À l’issue de ce verdict de première instance, Marine Le Pen a annoncé publiquement son intention d’épuiser toutes les voies de recours disponibles afin de préserver la possibilité d’une candidature présidentielle en 2027. Elle a alors qualifié la décision de « décision politique » et dénoncé, selon ses mots, un « état de droit violé ». Ces déclarations reflètent la ligne de défense politique et judiciaire qu’elle a choisie depuis le rendu du jugement.

La mention d’« exécution provisoire » dans le jugement signifie que certaines mesures décidées en première instance pouvaient être mises en œuvre avant épuisement des voies de recours. Le détail juridique et les conséquences pratiques de cette exécution provisoire restent, en l’état du texte original, circonscrits à la formulation du jugement et à l’interprétation qui en sera faite par la juridiction d’appel.

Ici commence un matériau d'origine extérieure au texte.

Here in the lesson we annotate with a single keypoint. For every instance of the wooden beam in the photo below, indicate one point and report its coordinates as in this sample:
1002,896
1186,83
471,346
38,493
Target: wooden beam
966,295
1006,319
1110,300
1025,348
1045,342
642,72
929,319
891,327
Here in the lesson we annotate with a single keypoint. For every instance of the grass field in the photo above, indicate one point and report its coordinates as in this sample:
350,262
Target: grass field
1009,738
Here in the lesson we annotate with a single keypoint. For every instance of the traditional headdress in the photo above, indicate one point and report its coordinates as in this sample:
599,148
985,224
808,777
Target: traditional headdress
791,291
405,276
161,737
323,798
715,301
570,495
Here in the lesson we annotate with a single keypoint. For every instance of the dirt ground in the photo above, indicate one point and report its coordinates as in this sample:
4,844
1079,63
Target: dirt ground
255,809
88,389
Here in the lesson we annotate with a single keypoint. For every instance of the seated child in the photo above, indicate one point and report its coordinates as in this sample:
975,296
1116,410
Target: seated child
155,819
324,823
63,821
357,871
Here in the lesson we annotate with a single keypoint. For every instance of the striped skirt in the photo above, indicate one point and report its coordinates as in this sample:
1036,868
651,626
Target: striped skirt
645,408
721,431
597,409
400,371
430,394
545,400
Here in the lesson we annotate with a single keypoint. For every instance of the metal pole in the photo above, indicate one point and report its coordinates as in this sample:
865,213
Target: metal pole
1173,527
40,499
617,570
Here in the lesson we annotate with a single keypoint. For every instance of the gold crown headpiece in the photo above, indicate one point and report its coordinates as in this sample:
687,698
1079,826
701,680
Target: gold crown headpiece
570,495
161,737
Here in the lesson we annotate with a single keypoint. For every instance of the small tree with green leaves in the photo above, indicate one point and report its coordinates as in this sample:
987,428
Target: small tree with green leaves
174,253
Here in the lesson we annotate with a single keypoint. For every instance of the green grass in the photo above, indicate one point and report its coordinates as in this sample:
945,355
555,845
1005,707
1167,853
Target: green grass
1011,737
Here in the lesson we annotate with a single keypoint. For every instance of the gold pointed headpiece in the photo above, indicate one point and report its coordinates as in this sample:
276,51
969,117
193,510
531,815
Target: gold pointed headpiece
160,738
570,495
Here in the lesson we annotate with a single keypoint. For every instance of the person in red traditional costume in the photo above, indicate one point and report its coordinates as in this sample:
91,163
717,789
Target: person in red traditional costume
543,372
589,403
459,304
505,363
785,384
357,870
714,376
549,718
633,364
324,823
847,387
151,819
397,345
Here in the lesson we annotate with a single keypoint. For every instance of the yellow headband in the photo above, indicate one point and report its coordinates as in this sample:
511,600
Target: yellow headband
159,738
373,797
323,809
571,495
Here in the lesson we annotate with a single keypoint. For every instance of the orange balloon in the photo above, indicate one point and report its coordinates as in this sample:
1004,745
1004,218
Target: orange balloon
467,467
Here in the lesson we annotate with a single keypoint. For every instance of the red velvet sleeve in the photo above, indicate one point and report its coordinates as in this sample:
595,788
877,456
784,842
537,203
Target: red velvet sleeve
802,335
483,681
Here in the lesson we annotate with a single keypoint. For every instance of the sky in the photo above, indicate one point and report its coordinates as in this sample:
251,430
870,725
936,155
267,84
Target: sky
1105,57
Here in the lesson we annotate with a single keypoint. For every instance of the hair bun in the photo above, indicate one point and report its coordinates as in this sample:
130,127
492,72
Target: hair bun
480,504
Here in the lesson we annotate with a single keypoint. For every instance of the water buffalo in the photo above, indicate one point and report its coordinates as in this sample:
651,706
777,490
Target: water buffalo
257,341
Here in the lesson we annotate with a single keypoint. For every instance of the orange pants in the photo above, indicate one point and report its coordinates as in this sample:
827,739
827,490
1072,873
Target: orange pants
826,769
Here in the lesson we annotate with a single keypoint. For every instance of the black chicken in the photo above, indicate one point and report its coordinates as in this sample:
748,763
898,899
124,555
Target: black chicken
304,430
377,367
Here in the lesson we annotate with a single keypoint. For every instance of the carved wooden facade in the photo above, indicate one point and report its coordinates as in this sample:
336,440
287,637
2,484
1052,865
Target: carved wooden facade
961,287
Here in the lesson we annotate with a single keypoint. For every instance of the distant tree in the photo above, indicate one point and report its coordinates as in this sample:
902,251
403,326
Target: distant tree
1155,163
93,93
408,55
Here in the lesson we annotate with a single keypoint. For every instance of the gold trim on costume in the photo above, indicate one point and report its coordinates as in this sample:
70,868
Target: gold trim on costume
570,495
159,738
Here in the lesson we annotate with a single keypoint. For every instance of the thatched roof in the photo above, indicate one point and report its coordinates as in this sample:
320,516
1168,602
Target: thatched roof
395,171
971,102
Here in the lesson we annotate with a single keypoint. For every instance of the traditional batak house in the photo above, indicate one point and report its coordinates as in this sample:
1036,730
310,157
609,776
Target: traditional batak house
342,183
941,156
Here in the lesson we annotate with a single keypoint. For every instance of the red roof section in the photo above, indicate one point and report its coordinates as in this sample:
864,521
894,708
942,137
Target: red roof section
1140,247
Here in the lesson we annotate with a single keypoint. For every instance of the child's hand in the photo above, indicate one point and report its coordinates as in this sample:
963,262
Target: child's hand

Implications politiques et juridiques

Plusieurs dimensions se dégagent de cette affaire. D’un point de vue judiciaire, l’arrêt de la cour d’appel attendu en juin sera décisif : il peut confirmer, infirmer ou modifier la peine prononcée en première instance. D’un point de vue politique, l’enjeu est tout aussi crucial puisque la condamnation de première instance incluait une inéligibilité de cinq ans, sanction potentiellement incompatible avec une candidature en 2027 si elle était maintenue.

La députée du Pas-de-Calais aborde l’audience d’appel en revendiquant la légitimité de sa contestation et en promettant de mobiliser l’ensemble des recours. Le calendrier judiciaire et les procédures d’appel encadreront toutefois la durée et l’efficacité de ces démarches.

Il convient de noter que le dossier suscite des prises de position politiques et des interprétations divergentes quant à la nature du jugement et à ses motivations. Les déclarations publiques de la principale intéressée — parlant d’une « décision politique » et d’un « état de droit violé » — illustrent cette polarisation, tandis que la procédure d’appel offre un cadre strictement judiciaire pour trancher les questions de fait et de droit soulevées par l’affaire.

Une échéance qui redessine l’avenir politique

Au-delà des aspects strictement judiciaires, le calendrier fixé par la cour d’appel impose un calendrier politique contraint pour Marine Le Pen et son camp. L’issue de l’appel, et plus particulièrement l’arrêt attendu en juin, sera scrutée pour ses effets sur l’opportunité d’une nouvelle candidature à la présidence de la République.

Pour l’heure, les éléments publics restent ceux déjà énoncés : une condamnation en première instance le 31 mars 2025, une peine de quatre ans (dont deux fermes), une inéligibilité de cinq ans assortie d’une exécution provisoire, et une audience d’appel programmée du 13 janvier au 12 février devant la première chambre de la cour d’appel de Paris. Toute évolution ou précision relèvera des décisions judiciaires à venir et des annonces officielles des parties.

Dans ce contexte, la procédure en appel apparaît comme la phase déterminante qui fixera, dans les mois qui viennent, la marge de manœuvre politique de la dirigeante du RN et la possibilité pour elle de briguer de nouveau la présidence en 2027.